SHINE signs agreement with first customer, medical division of General Electric
JANESVILLE—The company that plans to build a medical isotope production plant in Janesville said Thursday it has signed a long-term deal with its first customer, a significant milestone in bringing the Janesville operation to fruition.
SHINE Medical Technologies signed the agreement with GE Healthcare, a division of the General Electric.
It is the first announcement of a major supply agreement with a U.S.-based producer of molybdenum-99, a medical isotope used in more than 30 kinds of diagnostic imaging procedures and more than 40 million medical imaging tests each year.
“This is very significant, and we feel very good about it,” said Greg Piefer, SHINE's founder and chief executive officer. “GE is a major provider, and they do their homework before making decisions.
“We feel really good that they're our first customer.
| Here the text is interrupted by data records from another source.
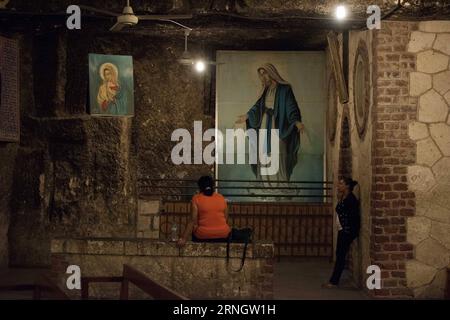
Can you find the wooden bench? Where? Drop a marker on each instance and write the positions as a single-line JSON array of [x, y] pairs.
[[139, 279]]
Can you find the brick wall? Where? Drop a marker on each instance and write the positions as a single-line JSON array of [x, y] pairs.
[[392, 151]]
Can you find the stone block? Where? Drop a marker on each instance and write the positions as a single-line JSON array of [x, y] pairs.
[[420, 41], [432, 253], [447, 99], [148, 206], [75, 246], [441, 134], [418, 229], [420, 178], [441, 170], [156, 222], [419, 83], [432, 107], [417, 130], [435, 26], [149, 234], [431, 62], [439, 194], [438, 213], [144, 222], [441, 82], [131, 248], [435, 290], [441, 232], [57, 246], [157, 248], [418, 274], [442, 43], [105, 247], [427, 152]]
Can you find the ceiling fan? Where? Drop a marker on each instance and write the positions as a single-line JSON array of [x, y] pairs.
[[127, 18]]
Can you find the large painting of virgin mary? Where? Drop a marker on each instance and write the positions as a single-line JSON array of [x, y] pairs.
[[264, 90], [111, 85]]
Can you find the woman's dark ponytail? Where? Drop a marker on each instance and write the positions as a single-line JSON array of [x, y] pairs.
[[206, 185], [350, 183]]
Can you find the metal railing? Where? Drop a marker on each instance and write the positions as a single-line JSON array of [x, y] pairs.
[[239, 190]]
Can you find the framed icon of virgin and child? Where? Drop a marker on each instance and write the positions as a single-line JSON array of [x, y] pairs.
[[273, 90], [111, 85]]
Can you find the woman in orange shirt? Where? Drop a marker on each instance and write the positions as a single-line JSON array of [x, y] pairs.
[[209, 215]]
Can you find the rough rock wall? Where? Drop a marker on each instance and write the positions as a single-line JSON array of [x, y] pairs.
[[360, 155], [76, 174], [428, 176]]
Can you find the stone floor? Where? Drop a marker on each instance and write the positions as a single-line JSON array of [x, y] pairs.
[[294, 279], [297, 279]]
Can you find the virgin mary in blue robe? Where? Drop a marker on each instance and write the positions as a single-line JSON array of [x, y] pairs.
[[282, 113]]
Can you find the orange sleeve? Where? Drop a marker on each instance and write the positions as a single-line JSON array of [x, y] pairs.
[[195, 200]]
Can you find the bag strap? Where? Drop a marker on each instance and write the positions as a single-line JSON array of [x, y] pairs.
[[244, 254]]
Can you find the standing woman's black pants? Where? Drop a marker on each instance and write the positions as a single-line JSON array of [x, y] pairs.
[[344, 241]]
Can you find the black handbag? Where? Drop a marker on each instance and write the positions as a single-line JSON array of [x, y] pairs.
[[239, 236]]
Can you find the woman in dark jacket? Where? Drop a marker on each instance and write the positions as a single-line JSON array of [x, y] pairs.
[[348, 222]]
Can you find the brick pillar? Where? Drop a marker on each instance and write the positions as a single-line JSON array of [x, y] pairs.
[[392, 152]]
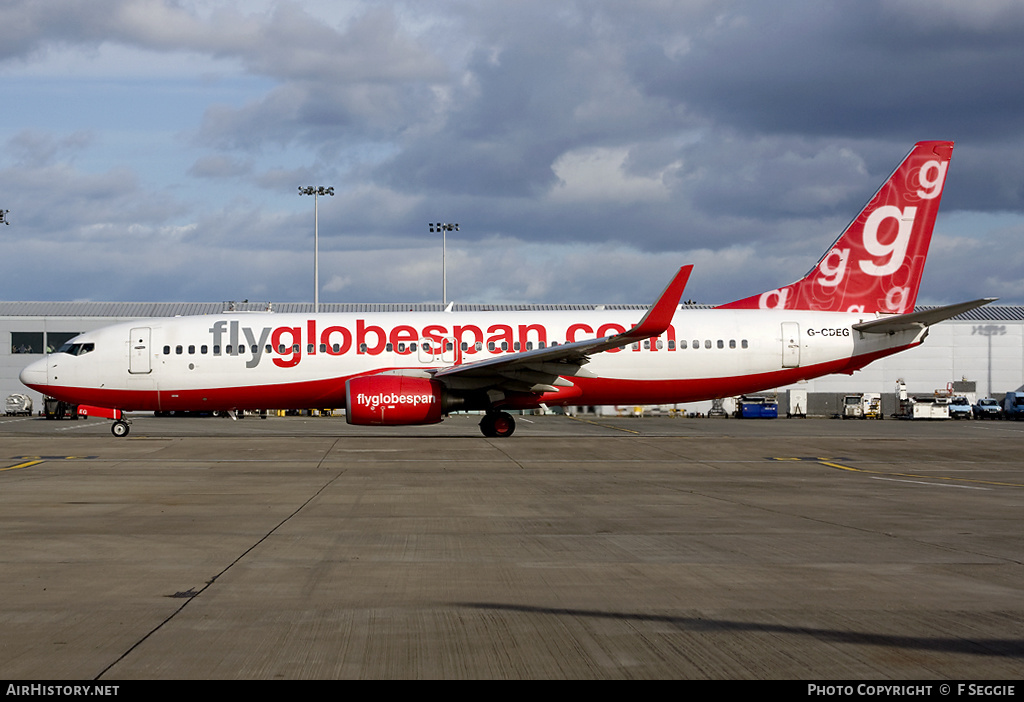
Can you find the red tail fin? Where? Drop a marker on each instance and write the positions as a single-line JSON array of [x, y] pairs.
[[877, 263]]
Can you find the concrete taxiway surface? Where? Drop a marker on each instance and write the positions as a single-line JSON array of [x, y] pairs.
[[602, 549]]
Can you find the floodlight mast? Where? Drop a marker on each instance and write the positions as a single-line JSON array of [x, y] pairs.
[[315, 191], [443, 228]]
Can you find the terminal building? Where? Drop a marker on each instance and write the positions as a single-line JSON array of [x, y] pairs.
[[979, 354]]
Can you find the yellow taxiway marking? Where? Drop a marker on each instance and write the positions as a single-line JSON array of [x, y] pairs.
[[832, 464], [27, 464]]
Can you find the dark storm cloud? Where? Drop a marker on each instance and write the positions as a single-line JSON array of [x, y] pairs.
[[572, 140], [864, 69]]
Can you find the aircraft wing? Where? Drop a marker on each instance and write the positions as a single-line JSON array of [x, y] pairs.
[[540, 370], [916, 320]]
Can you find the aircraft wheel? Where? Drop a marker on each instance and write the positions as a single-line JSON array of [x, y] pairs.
[[498, 425]]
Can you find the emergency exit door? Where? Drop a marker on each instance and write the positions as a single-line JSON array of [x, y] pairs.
[[138, 351], [791, 345]]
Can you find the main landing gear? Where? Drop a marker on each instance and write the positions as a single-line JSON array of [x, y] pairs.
[[498, 424]]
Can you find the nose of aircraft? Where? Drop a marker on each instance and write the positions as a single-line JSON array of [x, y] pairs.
[[34, 375]]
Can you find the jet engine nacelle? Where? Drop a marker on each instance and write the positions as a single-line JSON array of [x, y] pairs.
[[393, 400]]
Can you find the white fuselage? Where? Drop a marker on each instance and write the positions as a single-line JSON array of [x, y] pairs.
[[268, 360]]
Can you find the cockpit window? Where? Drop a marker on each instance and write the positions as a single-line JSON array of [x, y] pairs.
[[76, 349]]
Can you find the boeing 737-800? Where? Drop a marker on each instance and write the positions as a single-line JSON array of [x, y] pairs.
[[854, 306]]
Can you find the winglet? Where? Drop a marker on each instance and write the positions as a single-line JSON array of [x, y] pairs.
[[903, 322], [659, 315]]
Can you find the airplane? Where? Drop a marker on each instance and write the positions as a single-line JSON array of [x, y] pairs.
[[853, 307]]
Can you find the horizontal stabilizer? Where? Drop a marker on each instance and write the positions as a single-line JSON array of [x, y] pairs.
[[916, 320]]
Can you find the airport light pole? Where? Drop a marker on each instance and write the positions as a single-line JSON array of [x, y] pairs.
[[443, 228], [315, 192]]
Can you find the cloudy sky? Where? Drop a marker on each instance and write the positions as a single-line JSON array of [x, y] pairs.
[[152, 149]]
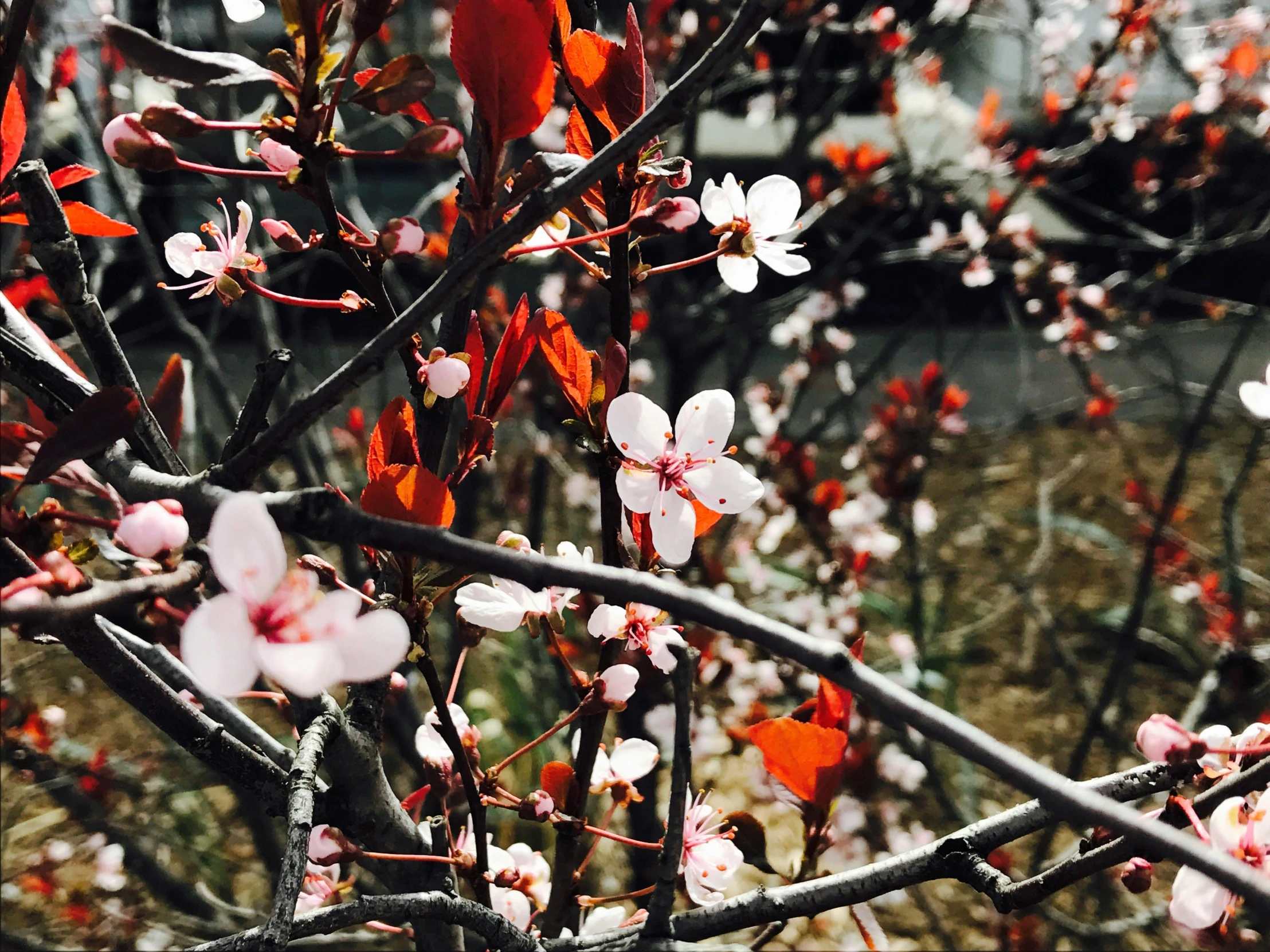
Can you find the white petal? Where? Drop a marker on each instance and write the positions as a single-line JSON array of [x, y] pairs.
[[1198, 902], [247, 550], [704, 424], [216, 645], [738, 273], [715, 206], [675, 526], [489, 608], [736, 197], [179, 250], [638, 489], [638, 427], [633, 760], [377, 647], [724, 486], [773, 204], [606, 621], [780, 261], [244, 10], [305, 668]]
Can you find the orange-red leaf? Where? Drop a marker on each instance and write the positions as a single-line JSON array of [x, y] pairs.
[[167, 400], [394, 439], [13, 130], [409, 494], [501, 52], [85, 220], [807, 758], [568, 361]]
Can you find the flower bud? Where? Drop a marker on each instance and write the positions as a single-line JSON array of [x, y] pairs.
[[536, 807], [1136, 875], [172, 120], [150, 528], [134, 146], [669, 215], [1162, 739]]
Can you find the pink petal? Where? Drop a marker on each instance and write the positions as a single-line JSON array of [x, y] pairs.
[[247, 550], [216, 644]]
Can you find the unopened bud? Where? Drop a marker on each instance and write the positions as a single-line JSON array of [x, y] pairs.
[[1136, 875], [134, 146]]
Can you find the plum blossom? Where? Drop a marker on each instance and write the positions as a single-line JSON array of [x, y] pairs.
[[642, 627], [277, 622], [661, 469], [748, 224], [187, 254], [1256, 396], [150, 528], [710, 859], [1200, 903]]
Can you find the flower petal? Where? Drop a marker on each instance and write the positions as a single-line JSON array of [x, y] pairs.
[[305, 668], [675, 525], [377, 645], [638, 427], [780, 261], [704, 424], [247, 550], [738, 273], [216, 645], [773, 204], [724, 486]]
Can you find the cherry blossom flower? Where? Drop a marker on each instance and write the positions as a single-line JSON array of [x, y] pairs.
[[661, 469], [150, 528], [1256, 396], [187, 254], [1200, 903], [710, 859], [642, 627], [277, 622], [748, 224]]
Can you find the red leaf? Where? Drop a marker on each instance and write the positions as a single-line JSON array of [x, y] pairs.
[[13, 130], [394, 439], [409, 494], [167, 400], [85, 220], [807, 758], [501, 52], [556, 780], [475, 349], [568, 361], [96, 424], [70, 174], [610, 80], [514, 353]]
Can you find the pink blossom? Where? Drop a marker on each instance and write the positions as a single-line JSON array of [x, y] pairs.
[[642, 627], [661, 469], [710, 859], [150, 528], [277, 622]]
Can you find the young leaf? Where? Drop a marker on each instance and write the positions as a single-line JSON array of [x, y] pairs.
[[167, 400], [181, 68], [568, 361], [95, 426], [501, 52]]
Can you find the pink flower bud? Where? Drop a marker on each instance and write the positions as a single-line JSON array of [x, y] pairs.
[[403, 237], [1162, 739], [618, 683], [1136, 875], [150, 528], [669, 215], [134, 146]]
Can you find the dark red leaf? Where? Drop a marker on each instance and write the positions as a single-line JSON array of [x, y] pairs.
[[95, 426]]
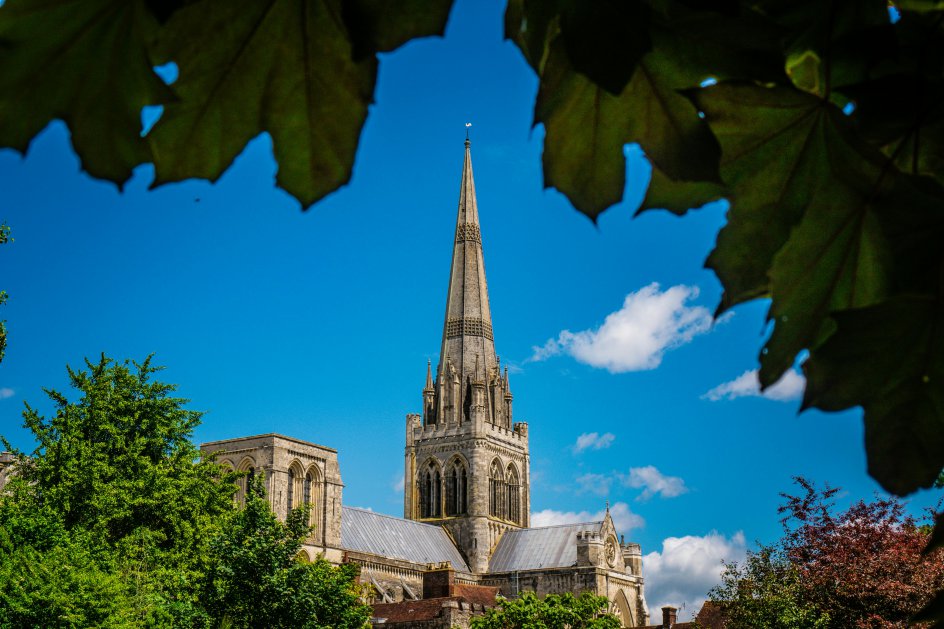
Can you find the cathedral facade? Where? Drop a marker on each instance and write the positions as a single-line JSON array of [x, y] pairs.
[[466, 519]]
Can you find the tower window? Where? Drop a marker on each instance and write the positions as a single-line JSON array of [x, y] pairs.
[[430, 490], [456, 489]]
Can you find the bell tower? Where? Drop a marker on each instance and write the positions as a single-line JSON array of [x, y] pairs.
[[467, 465]]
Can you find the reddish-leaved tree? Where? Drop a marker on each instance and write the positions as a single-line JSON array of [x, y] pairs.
[[864, 566]]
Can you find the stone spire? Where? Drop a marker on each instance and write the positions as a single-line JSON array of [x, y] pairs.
[[467, 331]]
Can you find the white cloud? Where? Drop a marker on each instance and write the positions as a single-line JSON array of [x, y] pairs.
[[653, 482], [593, 441], [635, 337], [623, 518], [789, 387], [596, 483], [687, 568]]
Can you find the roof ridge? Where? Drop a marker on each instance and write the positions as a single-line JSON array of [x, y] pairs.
[[387, 515], [557, 526]]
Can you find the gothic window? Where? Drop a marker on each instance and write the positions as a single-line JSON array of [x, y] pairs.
[[312, 490], [512, 495], [430, 490], [463, 491], [291, 489], [247, 466], [496, 490], [456, 489]]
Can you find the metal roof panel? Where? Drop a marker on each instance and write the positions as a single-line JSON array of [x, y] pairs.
[[545, 547], [379, 534]]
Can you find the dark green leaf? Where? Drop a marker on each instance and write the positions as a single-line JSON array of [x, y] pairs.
[[889, 358], [774, 156], [836, 258], [85, 62], [920, 5], [678, 196], [532, 25], [587, 128], [383, 25], [279, 66], [605, 39]]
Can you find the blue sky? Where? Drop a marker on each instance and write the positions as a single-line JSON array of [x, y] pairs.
[[318, 325]]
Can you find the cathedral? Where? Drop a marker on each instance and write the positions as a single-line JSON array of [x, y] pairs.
[[465, 534]]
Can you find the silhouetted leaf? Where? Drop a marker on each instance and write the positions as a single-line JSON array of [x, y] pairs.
[[531, 25], [605, 39], [836, 258], [278, 66], [889, 358], [774, 156], [382, 25], [587, 128], [678, 196], [85, 62]]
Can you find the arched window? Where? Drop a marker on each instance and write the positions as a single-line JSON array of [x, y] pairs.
[[512, 500], [496, 490], [308, 494], [456, 489], [291, 488], [430, 491], [248, 467]]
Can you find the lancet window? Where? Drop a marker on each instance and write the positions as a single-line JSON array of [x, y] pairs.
[[456, 489], [512, 495], [249, 469], [430, 486], [496, 490]]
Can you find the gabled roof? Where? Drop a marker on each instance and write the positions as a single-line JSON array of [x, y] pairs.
[[384, 535], [545, 547]]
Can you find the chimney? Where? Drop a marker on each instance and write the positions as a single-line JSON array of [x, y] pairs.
[[669, 615]]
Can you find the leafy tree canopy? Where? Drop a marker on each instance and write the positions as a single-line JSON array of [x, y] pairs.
[[255, 578], [864, 567], [564, 611], [114, 520], [4, 238], [821, 122]]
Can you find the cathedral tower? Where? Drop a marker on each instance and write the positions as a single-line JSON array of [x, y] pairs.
[[467, 465]]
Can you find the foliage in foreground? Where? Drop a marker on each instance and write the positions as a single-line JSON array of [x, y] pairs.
[[863, 567], [4, 238], [114, 521], [242, 586], [822, 123], [565, 611]]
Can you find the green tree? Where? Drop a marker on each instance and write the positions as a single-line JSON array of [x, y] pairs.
[[4, 238], [115, 520], [821, 122], [765, 591], [256, 579], [564, 611], [115, 487]]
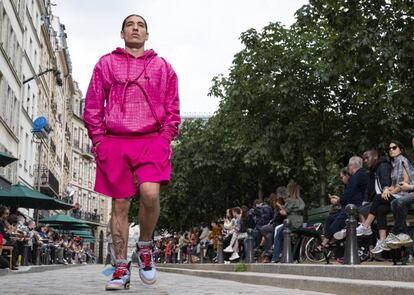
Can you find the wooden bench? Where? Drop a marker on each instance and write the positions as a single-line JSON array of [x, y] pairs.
[[9, 249], [318, 215]]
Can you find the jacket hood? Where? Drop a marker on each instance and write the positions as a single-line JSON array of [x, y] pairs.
[[147, 53]]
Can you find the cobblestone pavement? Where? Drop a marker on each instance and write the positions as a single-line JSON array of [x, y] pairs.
[[89, 280]]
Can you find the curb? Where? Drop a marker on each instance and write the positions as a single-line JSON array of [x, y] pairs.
[[36, 268], [308, 283]]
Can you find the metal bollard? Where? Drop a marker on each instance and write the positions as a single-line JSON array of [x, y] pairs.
[[351, 243], [202, 247], [248, 244], [190, 255], [37, 255], [220, 257], [25, 256], [287, 242]]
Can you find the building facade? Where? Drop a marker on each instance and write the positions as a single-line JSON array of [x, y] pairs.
[[36, 81]]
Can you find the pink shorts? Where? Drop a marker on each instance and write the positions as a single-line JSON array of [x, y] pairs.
[[119, 158]]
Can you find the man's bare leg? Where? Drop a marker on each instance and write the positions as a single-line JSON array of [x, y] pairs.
[[120, 231], [120, 227], [149, 209]]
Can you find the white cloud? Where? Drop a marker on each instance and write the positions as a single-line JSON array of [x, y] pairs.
[[199, 38]]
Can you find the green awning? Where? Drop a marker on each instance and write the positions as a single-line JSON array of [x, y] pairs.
[[89, 240], [69, 226], [61, 219], [22, 196], [81, 233], [6, 159]]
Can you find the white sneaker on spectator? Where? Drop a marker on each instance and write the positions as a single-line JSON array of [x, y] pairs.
[[379, 247], [363, 230], [228, 249], [340, 235], [234, 256]]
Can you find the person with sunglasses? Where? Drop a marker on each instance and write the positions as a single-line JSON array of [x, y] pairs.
[[402, 192], [395, 197]]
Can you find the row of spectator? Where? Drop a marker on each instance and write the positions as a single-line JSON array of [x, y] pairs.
[[386, 186], [30, 241]]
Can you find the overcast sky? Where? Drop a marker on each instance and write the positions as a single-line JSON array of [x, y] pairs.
[[199, 38]]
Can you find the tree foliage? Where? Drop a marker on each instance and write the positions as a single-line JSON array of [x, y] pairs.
[[296, 104]]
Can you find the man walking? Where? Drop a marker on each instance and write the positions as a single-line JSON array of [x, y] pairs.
[[132, 115]]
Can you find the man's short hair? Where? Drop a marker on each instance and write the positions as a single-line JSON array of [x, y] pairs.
[[372, 152], [123, 23], [356, 161], [281, 191]]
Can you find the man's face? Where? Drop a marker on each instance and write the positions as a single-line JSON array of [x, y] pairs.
[[134, 32], [5, 215], [352, 169], [369, 160]]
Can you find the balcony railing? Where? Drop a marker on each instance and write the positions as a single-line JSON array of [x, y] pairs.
[[76, 144], [47, 181], [86, 151], [88, 216]]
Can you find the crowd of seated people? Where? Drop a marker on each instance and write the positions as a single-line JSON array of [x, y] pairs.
[[51, 246], [385, 187], [264, 219]]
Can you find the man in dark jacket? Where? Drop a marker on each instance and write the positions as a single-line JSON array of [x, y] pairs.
[[354, 193], [379, 177], [263, 215]]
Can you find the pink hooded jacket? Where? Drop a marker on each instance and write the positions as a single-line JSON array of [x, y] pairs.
[[132, 96]]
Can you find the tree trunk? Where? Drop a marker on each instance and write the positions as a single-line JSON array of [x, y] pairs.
[[260, 193], [322, 180]]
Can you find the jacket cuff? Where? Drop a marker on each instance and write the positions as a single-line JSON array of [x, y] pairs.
[[97, 138], [165, 137]]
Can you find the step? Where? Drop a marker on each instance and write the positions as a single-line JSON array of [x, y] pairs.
[[308, 283], [354, 272]]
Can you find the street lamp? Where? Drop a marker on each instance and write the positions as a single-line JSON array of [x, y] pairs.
[[57, 73], [43, 178], [41, 130]]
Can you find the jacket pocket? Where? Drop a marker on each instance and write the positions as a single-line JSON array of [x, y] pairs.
[[133, 117]]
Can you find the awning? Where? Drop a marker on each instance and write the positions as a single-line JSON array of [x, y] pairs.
[[68, 226], [61, 219], [5, 184], [6, 159], [22, 196]]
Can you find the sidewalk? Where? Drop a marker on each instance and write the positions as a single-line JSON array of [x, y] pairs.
[[36, 268], [336, 279]]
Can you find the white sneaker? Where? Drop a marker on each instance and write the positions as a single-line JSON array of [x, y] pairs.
[[228, 249], [396, 241], [234, 256], [340, 235], [379, 247], [363, 230], [404, 238]]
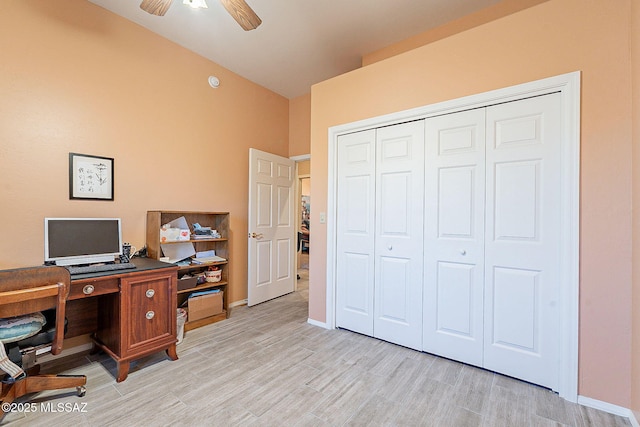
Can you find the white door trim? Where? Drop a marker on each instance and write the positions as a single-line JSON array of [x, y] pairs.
[[569, 87]]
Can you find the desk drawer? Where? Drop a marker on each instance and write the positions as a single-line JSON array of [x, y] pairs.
[[92, 287]]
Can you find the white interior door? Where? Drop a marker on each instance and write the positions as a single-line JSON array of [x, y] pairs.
[[454, 236], [522, 240], [399, 233], [272, 226], [355, 228]]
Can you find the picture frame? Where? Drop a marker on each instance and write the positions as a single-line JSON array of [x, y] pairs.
[[90, 177]]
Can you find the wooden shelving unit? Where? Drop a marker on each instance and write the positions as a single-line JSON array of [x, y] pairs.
[[216, 220]]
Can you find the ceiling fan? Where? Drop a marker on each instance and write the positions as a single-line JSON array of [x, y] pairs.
[[238, 9]]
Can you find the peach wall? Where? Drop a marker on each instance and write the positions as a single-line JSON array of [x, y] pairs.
[[488, 14], [635, 72], [554, 37], [77, 78], [300, 125]]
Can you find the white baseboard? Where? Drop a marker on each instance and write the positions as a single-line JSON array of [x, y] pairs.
[[610, 408], [238, 303], [317, 323]]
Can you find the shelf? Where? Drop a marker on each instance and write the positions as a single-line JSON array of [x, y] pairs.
[[216, 221], [206, 285], [169, 242], [206, 264]]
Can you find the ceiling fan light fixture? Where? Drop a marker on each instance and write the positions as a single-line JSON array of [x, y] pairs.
[[196, 4]]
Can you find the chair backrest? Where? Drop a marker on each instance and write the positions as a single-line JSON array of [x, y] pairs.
[[32, 289]]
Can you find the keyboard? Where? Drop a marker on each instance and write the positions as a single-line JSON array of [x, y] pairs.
[[98, 268]]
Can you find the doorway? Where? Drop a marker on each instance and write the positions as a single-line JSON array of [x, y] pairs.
[[303, 215]]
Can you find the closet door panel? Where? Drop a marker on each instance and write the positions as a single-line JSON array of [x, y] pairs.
[[356, 231], [454, 234], [523, 239], [399, 234]]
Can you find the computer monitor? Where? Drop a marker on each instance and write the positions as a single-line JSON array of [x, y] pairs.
[[75, 241]]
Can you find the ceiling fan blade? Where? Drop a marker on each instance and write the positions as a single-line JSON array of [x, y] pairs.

It's a significant industry validation, and that's a really big deal.”
SHINE is working toward regulatory approval for an $85 million plant that will use low-enriched uranium in a series of eight accelerators to produce moly-99.
The company wants to fill a void expected when two other nuclear reactors that use highly enriched uranium to produce isotopes are taken out of service in 2016 and 2020. The plants in Canada and the Netherlands are the world's leading isotope suppliers.
Within its first year of production, SHINE estimates it will generate annual revenues of $200 million.
Piefer has said the Janesville plant would employ 150 people when it opens, most in high-paying technical jobs that he believes can be filled with local talent.
“This is a very encouraging development, a commitment from a company whose name is recognized by everyone,” said John Beckord, president of Forward Janesville. “SHINE is really meeting their guidelines, and this news is one more indication that this project is one step closer to reality.”
Under the terms of the agreement, SHINE will provide moly-99 to GE Healthcare on a regular basis once its facility becomes operational, most likely in 2017, Piefer said.
In 2010, SHINE was selected as one of four commercial entities that the federal government partnered with to accelerate the establishment of a reliable U.S. domestic supply of moly-99 made without the use of highly enriched uranium.
“GE Healthcare is very pleased to have entered into a long-term supply agreement with SHINE,” said Jan Makela, general manager of GE Healthcare Life Sciences Core Imaging. “The technology represents a significant, safe and viable option for the production of molybdenum‐99 in the future.
“We believe SHINE will help secure the supply for global medical communities and their patients.”
SHINE originally planned to start production in late 2016, but delays at the federal level likely will push that into 2017. It plans to start hiring nuclear, chemical and mechanical engineers later this year and round out its staff in 2016.
Piefer said Canada's decision to discontinue moly-99 production in 2016 would create a void in the western hemisphere for medical isotopes.
“Because medical isotopes decay so quickly, it's essential that the United States establish its own domestic production to meet the needs of our 20 million patients each year,” he said. “In addition, SHINE will contribute to the strength of the global supply chain."
Piefer said SHINE would be able to produce isotopes much more efficiently because of new technology.
He said GE, which is expected to be one of a handful of SHINE customers, has a proven track record in medical imaging.
“By entering into this supply agreement with SHINE, GE Healthcare is effectively affirming that SHINE presents the best new option for western production and a strong option for supply around the globe,” he said.
The federal government has committed $25 million to the project, and the city of Janesville has offered a $9 million development agreement—including private loan guarantees—that is contingent on the company meeting several benchmarks, including federal licensing and the creation of at least 125 high-paying jobs.
Late last year, the city agreed to buy two additional parcels, which total about eight acres, to satisfy a federal buffering requirement for the plant on Highway 51 across from the Southern Wisconsin Regional Airport. The city's acquisition costs were about $150,000, which SHINE will repay when it takes occupancy of the plant.
By the time the plant opens, SHINE officials have estimated that construction, equipment and regulatory costs will hit $180 million.